In the Prediction, Risk, and Evaluation of Major Adverse Cardiac Events (PRE-MACE) study, for example, consumer-grade biosensors were used to collect active and resting heart rate and electrocardiogram information, and a simple finger prick blood sample collection tool was used for remote collection of biochemical biomarkers, which allowed the analysis of blood protein composition, intermediate biomarkers, and lipid levels. Through a smartphone application, patient-provider communication was conducted based on the results of data-driven machine learning algorithms and patient-reported outcomes. Through the use of RPM, mHealth, and artificial intelligence, the PRE-MACE study was designed to examine the predictive validity for MACE among patients with ischemic heart disease and estimate the cost-effectiveness of RPM. This study will serve as a model for population-based telehealth in other chronic diseases as well. The appropriate use of telehealth in real-world data collection and analysis has great potential to facilitate evidence-based decision making focusing on quality of care and ensuring the right patients get the right treatment at the right time.
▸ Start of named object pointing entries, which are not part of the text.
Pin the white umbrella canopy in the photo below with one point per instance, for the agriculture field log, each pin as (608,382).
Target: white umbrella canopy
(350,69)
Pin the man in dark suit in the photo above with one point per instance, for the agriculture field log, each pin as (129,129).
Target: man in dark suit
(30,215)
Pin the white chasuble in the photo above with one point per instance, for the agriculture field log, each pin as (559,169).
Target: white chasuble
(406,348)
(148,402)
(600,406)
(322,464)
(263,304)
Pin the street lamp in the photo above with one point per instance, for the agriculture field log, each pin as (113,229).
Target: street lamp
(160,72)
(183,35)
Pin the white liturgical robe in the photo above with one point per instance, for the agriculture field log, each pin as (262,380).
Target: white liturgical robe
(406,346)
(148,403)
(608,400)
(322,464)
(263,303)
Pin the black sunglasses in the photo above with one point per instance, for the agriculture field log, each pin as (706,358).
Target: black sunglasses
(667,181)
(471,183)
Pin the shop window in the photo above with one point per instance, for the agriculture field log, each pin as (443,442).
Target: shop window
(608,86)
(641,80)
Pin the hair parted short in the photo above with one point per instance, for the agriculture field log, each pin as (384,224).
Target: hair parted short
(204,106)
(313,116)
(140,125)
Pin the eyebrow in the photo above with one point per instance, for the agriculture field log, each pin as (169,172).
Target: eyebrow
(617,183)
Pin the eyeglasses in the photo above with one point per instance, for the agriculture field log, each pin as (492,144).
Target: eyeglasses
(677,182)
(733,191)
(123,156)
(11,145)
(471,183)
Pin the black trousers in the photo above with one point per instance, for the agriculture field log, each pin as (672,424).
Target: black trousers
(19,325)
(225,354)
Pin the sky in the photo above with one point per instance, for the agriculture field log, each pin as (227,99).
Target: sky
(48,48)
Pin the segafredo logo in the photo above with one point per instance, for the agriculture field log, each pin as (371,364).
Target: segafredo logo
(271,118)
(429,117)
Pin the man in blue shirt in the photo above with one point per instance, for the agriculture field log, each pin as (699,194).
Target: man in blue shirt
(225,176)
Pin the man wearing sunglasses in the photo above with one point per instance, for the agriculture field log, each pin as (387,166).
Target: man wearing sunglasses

With the development of connected and personalized care, RPM and mHealth have demonstrated a great potential in consistent monitoring and collection of patient status, which leads to improved patient adherence and outcomes and enhanced RWE to facilitate VBA negotiation. This will allow timely confirmation of treatment efficacy to reduce uncertainty for all stakeholders. For example, through diabetes connected care, telehealth can facilitate the collection of credible A1c data among patients with diabetes beyond the traditional office visits setting or the less reliable patient self-report data.

Conclusion

As the US healthcare system transitions from fee-for-service to pay-for-performance models, telehealth is playing an increasingly important role in transforming the delivery of healthcare. It can facilitate and enhance VBC by improving patient outcomes, reducing healthcare resource use, and generating RWE. Given these advantages, the adoption of telehealth will benefit providers under VBP and result in an acceleration in its adoption. For biopharmaceutical companies and medical device manufacturers, telehealth can be utilized to improve patient outcomes and generate RWE to support VBA negotiation.